The dream team that brought us the brilliant crime thriller ‘Nightcrawler’, Jake Gyllenhaal, Rene Russo and director Dan Gilroy are back with new satirical Netflix horror ‘Velvet Buzzsaw’. Set in the contemporary art world of Los Angeles the film follows several high profile members of this scene including the formidable critic Morf Vandewalt, Gyllenhaal and gallery owner Rhodora Haze, Russo. After the discovery of a collection of paintings from a previously unknown artist their world quickly becomes a dangerous art arena with everyone vying for a piece of this new found talent.
The cast starring here is one of the most exciting ensembles we’ve seen for some time with performers such as Toni Collette, Natalia Dyer and John Malkovich portraying supporting characters alongside the more prominent billings. In addition to this the setting for the film allows for a fantastic range of characters, some presented as eccentric with others proving more cutthroat. Watching this eclectic mix of individuals interact with and attempt to best each other is entertaining to no end and even without the addition of the horror elements could have provided the basis for a great film. The cast are largely to thank for this, bringing with them their strong screen presence and lively performances. As expected Gyllenhaal and Russo are standouts but the allocation of time to the other performers is well managed allowing for an even spread of character perspectives allowing each their moment to shine as the film’s main attraction.
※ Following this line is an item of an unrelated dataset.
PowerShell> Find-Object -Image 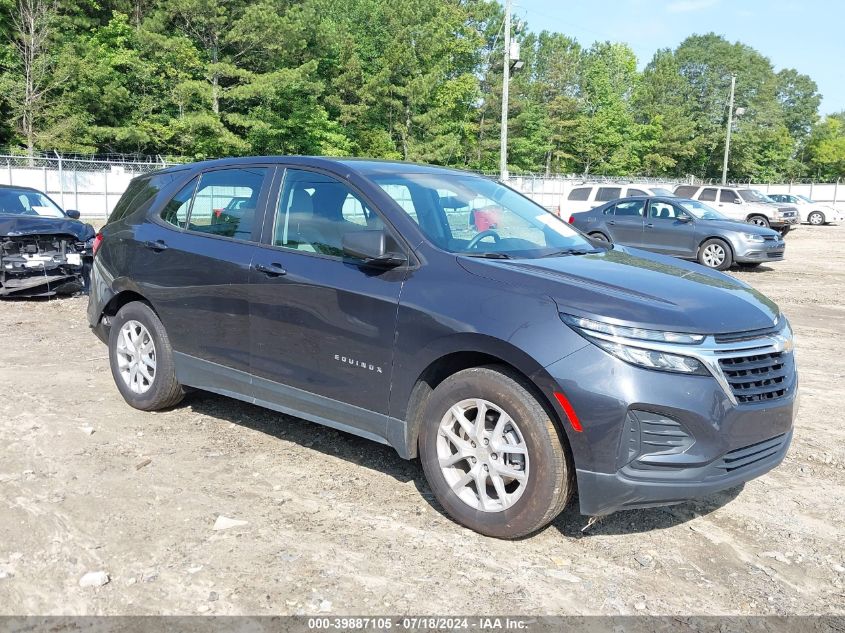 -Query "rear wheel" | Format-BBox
[807,211,824,226]
[109,301,185,411]
[419,366,574,538]
[698,238,733,270]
Gilroy, writes as well as directs here and his screenplay has a playful concept blending satire and horror in a devilish mixture. Neither are particularly complex but they don’t need to be as they will keep audiences enthralled and for the most part are executed well. It would have been easy for the premise here to come across as naff, and whilst to some it no doubt will Gilroy does well to keep the film as credible as possible considering its content. His screenplay includes some wonderful moments of satirical humour and horror which he uses effectively to deliver his point, his overall concept feeling like a hybrid of ‘Black Mirror’ and ‘Final Destination’. The horror isn’t anything especially terrifying so don’t be expecting any sleepless nights, but you might look twice at the pieces of art hanging over your bed. Nonetheless the film’s running time breezes by which has become somewhat of a novelty for Netflix and whilst on that topic ‘Velvet Buzzsaw’ is comfortably the best new film they’ve released this year.
Approach the film with your mind as a blank canvas ready for Gilroy to paint you a picture of twisted and thrilling theatre and you should be left satisfied. Could he and the film have gone further with its premise? Yes. However the concept presented is compelling enough as it is and the diverse cast and collection of characters compliment the narrative consistently. The final product paints far from a pretty picture but it frames this horror with a generous brush stroke of fun which should hopefully pacify its harsher critics.